Puisque vous êtes mélancolique à vos heures, ma cousine, laissez-moi vous dire deux impressions assez singulières de solitude et de silence que j’ai eues ces deux derniers jours.

J’ai eu la première dans un endroit où l’on ne songerait guère à aller la chercher. C’est le soir, dans un recoin de l’Exposition des colonies, entre dix et onze heures. La foule est au Champ-de-Mars, à la Tour, aux fontaines lumineuses.
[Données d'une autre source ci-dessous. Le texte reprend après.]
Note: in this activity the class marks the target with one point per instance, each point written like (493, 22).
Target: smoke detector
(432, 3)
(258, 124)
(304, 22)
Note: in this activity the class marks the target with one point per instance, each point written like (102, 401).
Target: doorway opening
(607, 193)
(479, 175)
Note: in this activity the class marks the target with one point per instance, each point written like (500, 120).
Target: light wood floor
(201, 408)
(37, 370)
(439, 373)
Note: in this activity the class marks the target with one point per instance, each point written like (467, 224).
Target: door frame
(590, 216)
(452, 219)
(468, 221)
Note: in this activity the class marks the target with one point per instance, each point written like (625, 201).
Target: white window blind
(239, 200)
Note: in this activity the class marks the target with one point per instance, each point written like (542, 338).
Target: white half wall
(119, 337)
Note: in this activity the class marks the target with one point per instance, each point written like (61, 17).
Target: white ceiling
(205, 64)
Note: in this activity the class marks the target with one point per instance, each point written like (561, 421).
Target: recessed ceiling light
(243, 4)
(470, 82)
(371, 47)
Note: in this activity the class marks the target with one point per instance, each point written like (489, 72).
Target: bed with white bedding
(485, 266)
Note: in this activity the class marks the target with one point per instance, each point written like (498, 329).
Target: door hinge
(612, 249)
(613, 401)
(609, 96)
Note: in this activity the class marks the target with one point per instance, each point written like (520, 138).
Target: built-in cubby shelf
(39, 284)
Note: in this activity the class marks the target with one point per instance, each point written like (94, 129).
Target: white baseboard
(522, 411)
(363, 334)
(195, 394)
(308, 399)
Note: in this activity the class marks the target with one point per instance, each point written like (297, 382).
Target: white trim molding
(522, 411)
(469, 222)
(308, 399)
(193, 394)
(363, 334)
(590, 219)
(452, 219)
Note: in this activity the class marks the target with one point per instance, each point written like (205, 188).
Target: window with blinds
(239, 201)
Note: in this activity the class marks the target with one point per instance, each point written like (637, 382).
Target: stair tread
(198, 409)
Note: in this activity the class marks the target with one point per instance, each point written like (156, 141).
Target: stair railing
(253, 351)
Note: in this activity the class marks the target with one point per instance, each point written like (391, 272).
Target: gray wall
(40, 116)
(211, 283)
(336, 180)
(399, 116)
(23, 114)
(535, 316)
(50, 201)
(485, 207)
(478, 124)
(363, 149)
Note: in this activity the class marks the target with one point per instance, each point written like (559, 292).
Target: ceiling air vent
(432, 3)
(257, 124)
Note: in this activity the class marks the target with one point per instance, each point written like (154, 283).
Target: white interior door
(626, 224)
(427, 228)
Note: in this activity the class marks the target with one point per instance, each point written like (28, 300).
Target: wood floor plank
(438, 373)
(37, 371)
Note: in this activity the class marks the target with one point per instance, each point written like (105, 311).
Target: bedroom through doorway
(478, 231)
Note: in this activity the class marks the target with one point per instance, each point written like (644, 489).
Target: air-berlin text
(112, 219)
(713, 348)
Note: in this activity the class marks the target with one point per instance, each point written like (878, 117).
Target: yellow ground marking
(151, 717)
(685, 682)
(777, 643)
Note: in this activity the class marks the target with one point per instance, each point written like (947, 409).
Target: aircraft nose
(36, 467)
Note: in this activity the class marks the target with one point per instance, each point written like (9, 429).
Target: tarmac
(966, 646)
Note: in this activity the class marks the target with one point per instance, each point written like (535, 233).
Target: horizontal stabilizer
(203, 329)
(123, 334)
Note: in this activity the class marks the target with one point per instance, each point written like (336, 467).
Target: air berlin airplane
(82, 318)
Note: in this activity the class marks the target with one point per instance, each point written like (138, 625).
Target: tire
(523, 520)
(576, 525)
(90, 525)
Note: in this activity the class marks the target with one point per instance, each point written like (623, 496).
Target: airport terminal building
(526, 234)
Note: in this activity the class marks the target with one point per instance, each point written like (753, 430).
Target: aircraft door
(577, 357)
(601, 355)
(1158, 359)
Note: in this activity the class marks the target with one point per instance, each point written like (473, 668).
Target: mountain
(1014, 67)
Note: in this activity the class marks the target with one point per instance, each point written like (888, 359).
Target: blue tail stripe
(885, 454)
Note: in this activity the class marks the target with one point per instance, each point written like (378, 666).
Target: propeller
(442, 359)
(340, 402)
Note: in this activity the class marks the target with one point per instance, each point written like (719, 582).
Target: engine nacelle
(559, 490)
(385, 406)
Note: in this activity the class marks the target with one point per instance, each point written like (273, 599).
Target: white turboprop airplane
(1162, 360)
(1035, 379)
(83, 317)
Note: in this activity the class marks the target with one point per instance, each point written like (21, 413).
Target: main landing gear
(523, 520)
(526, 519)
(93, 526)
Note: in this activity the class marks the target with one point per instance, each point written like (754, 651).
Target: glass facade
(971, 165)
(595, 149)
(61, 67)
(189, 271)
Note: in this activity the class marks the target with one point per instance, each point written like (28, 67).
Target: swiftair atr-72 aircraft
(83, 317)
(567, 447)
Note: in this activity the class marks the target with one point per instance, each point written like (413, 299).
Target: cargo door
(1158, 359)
Ici, à l’Esplanade, tout se tait. En choisissant bien sa place, on voit, à la clarté bleuâtre des lampes électriques, toutes sortes d’édifices bizarres se renverser, très nets, dans un petit étang. Un vrai paysage de potiche ! De temps en temps des silhouettes d’Arabes, de nègres, d’hommes jaunes, glissent silencieusement. On se croirait perdu, seul, tout seul, dans un pays magique, dans une ville de féerie…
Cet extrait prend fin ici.